"How come it takes a teenager to point out the most obvious stuff? Or shall I say "of course, it's a teenager who groks this....."
Atom and RDF.
Aaron Swartz has surprised everyone by pointing out that the Atom format in the recent snapshot is virtually RDF. This has triggered a flurry of activity on the mailing list. Sam Ruby has demos, and a rapidly expanding list of comments.
The proof of RDF is in the graph, and what's claimed to be the first visual diagram of the Atom data model is the result of sending one of the example feeds to the W3C's RDF Validator. [Formerly Echo]
For those of you who aren't nerdy enough to recognize this chart shown above, this is an RDF graph output from the W3C's validator. But what makes THIS particular graph so interesting is that it's of a kosher (n)echo-Atom feed. That's pretty important.
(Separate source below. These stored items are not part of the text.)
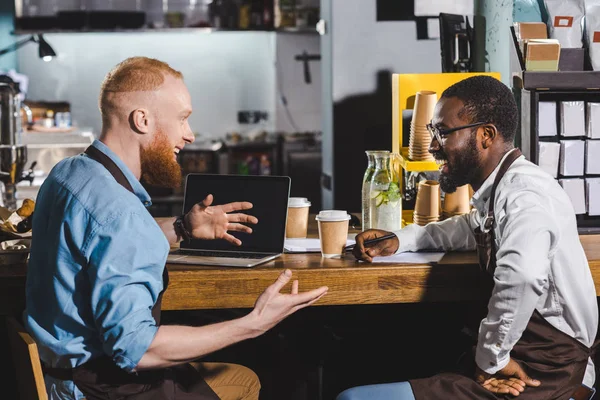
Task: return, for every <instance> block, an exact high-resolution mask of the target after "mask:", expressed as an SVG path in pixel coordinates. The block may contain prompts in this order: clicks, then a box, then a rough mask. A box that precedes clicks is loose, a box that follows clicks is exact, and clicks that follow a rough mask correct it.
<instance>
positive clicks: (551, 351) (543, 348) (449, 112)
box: [338, 76, 598, 400]
mask: <svg viewBox="0 0 600 400" xmlns="http://www.w3.org/2000/svg"><path fill="white" fill-rule="evenodd" d="M517 118H518V111H517V106H516V103H515V100H514V97H513V94H512V92H511V91H510V90H509V89H508V87H506V86H505V85H504V84H503V83H501V82H500V81H498V80H496V79H494V78H491V77H486V76H476V77H472V78H467V79H465V80H463V81H461V82H459V83H457V84H455V85H453V86H451V87H449V88H448V89H446V90H445V91H444V93H443V94H442V96H441V98H440V100H439V102H438V103H437V105H436V107H435V111H434V116H433V119H432V120H431V123H430V124H428V125H427V129H428V131H429V133H430V134H431V137H432V142H431V145H430V148H429V152H430V153H432V154H433V156H434V157H435V159H436V161H438V163H439V165H440V178H439V180H440V186H441V188H442V190H443V191H444V192H446V193H451V192H453V191H455V190H456V188H457V187H459V186H462V185H466V184H470V185H471V186H472V188H473V190H474V191H475V193H474V195H473V198H472V200H471V203H472V205H473V211H472V212H471V213H470V214H466V215H460V216H455V217H452V218H449V219H447V220H444V221H442V222H436V223H430V224H428V225H426V226H418V225H415V224H413V225H409V226H408V227H406V228H404V229H402V230H400V231H398V232H394V233H395V234H396V237H394V238H392V239H388V240H385V241H380V242H378V243H376V244H374V245H372V246H365V244H364V243H365V241H366V240H369V239H373V238H376V237H380V236H383V235H385V234H388V233H389V232H385V231H381V230H368V231H365V232H363V233H361V234H359V235H358V236H357V238H356V246H355V248H354V255H355V256H356V258H357V259H360V260H364V261H366V262H371V261H372V259H373V257H375V256H387V255H392V254H395V253H399V252H404V251H419V250H425V249H432V250H443V251H455V250H457V251H473V250H477V252H478V256H479V264H480V267H481V273H482V274H484V276H485V277H486V279H487V280H488V282H489V299H488V302H487V313H483V314H482V315H481V322H480V325H479V333H478V337H477V344H476V346H475V348H474V351H473V354H472V355H471V356H470V357H465V358H464V361H465V362H463V364H462V365H460V368H457V371H460V372H457V371H449V372H447V373H442V374H438V375H435V376H432V377H428V378H421V379H412V380H410V381H407V382H398V383H388V384H380V385H369V386H358V387H354V388H351V389H348V390H346V391H344V392H342V393H341V394H340V395H339V396H338V400H363V399H364V400H366V399H369V400H380V399H386V400H415V399H416V400H425V399H453V400H471V399H490V400H492V399H501V398H502V399H503V398H505V397H506V396H508V397H514V396H518V397H519V398H520V399H523V400H548V399H575V400H584V399H585V400H588V399H590V398H591V397H592V396H593V394H594V389H593V385H594V382H595V371H594V363H593V361H592V359H593V354H594V349H595V346H594V341H595V338H596V333H597V326H598V306H597V302H596V291H595V286H594V282H593V279H592V275H591V272H590V269H589V265H588V261H587V259H586V256H585V253H584V251H583V247H582V246H581V243H580V241H579V235H578V231H577V224H576V220H575V212H574V209H573V206H572V204H571V202H570V199H569V197H568V195H567V194H566V193H565V192H564V190H563V189H562V188H561V187H560V185H559V184H558V182H557V181H556V180H555V179H554V178H553V177H552V176H550V175H549V174H547V173H545V172H544V171H542V169H541V168H539V167H538V166H537V165H535V164H532V163H531V162H529V161H527V160H526V159H525V158H524V157H523V156H522V155H521V153H520V151H519V149H517V148H515V147H514V146H513V140H514V136H515V133H516V130H517Z"/></svg>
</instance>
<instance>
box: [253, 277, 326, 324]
mask: <svg viewBox="0 0 600 400" xmlns="http://www.w3.org/2000/svg"><path fill="white" fill-rule="evenodd" d="M291 277H292V271H290V270H289V269H286V270H285V271H283V272H282V273H281V274H280V275H279V277H278V278H277V280H276V281H275V282H274V283H273V284H272V285H271V286H269V287H268V288H267V289H266V290H265V291H264V292H263V293H262V294H261V295H260V296H259V297H258V299H257V300H256V303H255V304H254V310H252V312H251V313H250V315H251V316H253V317H254V319H255V323H254V324H253V328H254V329H257V330H259V332H258V334H259V335H260V334H263V333H265V332H266V331H268V330H269V329H271V328H272V327H274V326H275V325H277V324H278V323H279V322H281V321H282V320H283V319H285V318H286V317H287V316H288V315H291V314H293V313H295V312H296V311H298V310H300V309H302V308H304V307H308V306H310V305H311V304H313V303H314V302H315V301H317V300H319V299H320V298H321V297H323V296H325V295H326V294H327V290H329V289H328V287H327V286H322V287H320V288H318V289H313V290H311V291H309V292H304V293H298V281H297V280H294V282H292V290H291V293H290V294H282V293H280V292H281V289H282V288H283V287H284V286H285V285H286V284H287V283H288V282H289V281H290V278H291Z"/></svg>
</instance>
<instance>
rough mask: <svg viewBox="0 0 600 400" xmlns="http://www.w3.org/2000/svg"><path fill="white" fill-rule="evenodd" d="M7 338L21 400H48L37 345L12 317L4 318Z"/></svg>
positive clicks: (19, 323) (12, 317)
mask: <svg viewBox="0 0 600 400" xmlns="http://www.w3.org/2000/svg"><path fill="white" fill-rule="evenodd" d="M6 325H7V328H8V340H9V343H10V348H11V353H12V358H13V365H14V367H15V374H16V376H17V385H18V388H19V398H20V399H21V400H48V394H47V393H46V385H45V384H44V373H43V372H42V364H41V363H40V356H39V353H38V349H37V345H36V344H35V342H34V341H33V338H32V337H31V336H30V335H29V334H28V333H27V331H26V330H25V328H23V326H22V325H21V324H20V323H19V322H17V320H16V319H14V318H13V317H8V318H7V319H6Z"/></svg>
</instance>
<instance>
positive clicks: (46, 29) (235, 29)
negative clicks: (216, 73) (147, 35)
mask: <svg viewBox="0 0 600 400" xmlns="http://www.w3.org/2000/svg"><path fill="white" fill-rule="evenodd" d="M177 32H179V33H182V32H185V33H207V34H208V33H227V32H275V33H286V34H297V35H300V34H302V35H318V34H319V33H318V32H317V30H316V29H315V28H277V29H223V28H140V29H108V30H107V29H85V30H72V29H37V30H36V29H15V30H14V31H13V32H12V33H13V35H34V34H39V33H43V34H46V33H177Z"/></svg>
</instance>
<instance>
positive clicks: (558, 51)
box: [524, 39, 560, 71]
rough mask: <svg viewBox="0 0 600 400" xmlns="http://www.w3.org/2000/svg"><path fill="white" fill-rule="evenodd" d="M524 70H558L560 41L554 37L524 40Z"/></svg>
mask: <svg viewBox="0 0 600 400" xmlns="http://www.w3.org/2000/svg"><path fill="white" fill-rule="evenodd" d="M524 54H525V70H527V71H558V60H559V58H560V43H559V42H558V40H556V39H529V40H527V41H525V52H524Z"/></svg>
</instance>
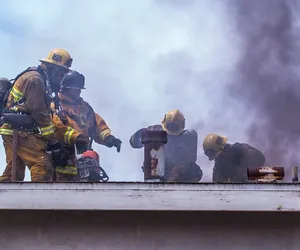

If there could be a formal way of flowing RDF meta-data directly out through an Atom feed - well then all sorts of riga mah-roll can go away. One would just sit there with a schema editor and punch out new micro-content data types and the cows will have plenty of tiem to get home by dinner.
Of course those who wish to keep their heads down in the sand, and focus on simple usage of RSS 2.0 syndication - don't have to worry about all this. RSS 2.0 will still work, and RSS 2.0 extensions will still work. This post is all about graphs, triples, the semantic web and RDF.
But it's all cool - just chill. It's just that over here on this side of the fence, heads are bonking up and down about this revelation."